翻って米国をはじめ主要先進国のAI利用には、克服されるべき課題も多い。チャットGPTに関して、誤った検索結果の提示や、子どもの教育への配慮などの懸念が多く指摘されている。
一例としてアップルはチャットGPTを用いて過去のメールを検索し、自動で文書を作成するアプリ、「ブルーメール」のアップデートをしなかった。AIを用いることで定型化された業務の効率化などは期待されているものの、現時点では米中対立の先鋭化、人権への配慮、さらには人類の学ぶ意欲への悪影響など、AI利用がどのように進捗(しんちょく)するか不確定な要素は多い。そう考えると、年初来のAI関連株の上昇は、「行き過ぎ」に見える。
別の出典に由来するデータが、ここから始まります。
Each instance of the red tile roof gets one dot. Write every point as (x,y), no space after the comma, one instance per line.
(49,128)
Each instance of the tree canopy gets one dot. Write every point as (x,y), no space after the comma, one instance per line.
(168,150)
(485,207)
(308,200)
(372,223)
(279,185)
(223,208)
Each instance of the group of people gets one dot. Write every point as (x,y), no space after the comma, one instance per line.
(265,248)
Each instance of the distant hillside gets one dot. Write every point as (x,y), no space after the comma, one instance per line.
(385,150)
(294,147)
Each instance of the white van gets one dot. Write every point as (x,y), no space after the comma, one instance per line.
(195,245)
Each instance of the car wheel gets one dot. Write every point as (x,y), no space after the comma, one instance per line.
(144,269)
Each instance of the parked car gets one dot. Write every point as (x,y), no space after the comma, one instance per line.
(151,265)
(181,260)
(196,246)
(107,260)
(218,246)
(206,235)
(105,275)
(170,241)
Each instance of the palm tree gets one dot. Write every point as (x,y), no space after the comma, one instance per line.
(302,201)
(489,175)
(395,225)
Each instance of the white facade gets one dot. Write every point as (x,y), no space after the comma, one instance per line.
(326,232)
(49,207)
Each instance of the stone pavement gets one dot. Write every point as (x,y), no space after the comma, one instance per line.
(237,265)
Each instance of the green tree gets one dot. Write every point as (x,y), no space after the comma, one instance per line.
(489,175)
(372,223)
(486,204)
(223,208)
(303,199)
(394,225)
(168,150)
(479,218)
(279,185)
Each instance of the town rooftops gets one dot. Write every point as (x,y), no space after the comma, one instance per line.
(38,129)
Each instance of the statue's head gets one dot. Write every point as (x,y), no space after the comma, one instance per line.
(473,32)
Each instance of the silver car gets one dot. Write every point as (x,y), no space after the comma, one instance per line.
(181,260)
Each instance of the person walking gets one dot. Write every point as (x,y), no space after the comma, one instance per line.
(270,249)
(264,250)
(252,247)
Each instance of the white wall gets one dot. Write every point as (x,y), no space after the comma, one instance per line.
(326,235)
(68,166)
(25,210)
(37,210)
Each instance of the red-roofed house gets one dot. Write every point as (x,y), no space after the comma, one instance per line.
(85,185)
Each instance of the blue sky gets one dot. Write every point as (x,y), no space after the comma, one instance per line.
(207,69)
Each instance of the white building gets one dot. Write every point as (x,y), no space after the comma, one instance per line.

加えて、主要先進国は当面の間、インフレ沈静化のために金融を引き締めなければならない。米国を中心に世界的に金利はさらに上昇し、株価は下落しやすくなる。特に、期待先行で株価が上昇したAI関連銘柄への売り圧力は相対的に大きくなりやすい。
懸念されるのは、世界的に株価が下落するタイミングで、先端分野での米中対立の先鋭化が本格化する展開だ。AI、半導体、さらには人権の分野で米中対立が一段と熱を帯びれば、サプライチェーンの混乱が再燃する。台湾侵攻の緊迫感も高まり、中国ではなく他国に生産拠点をシフトさせる動きも激化するだろう。
そうなると、これまで以上に在庫を積み増そうとする企業は増えるに違いない。それに伴い、各国企業のコストは増加し、世界経済と金融市場の不安定感が追加的に高まると予想される。現在、AI関連企業を物色する投資家は多いが、チャットGPTなどの利用は一筋縄にはいかないだろう。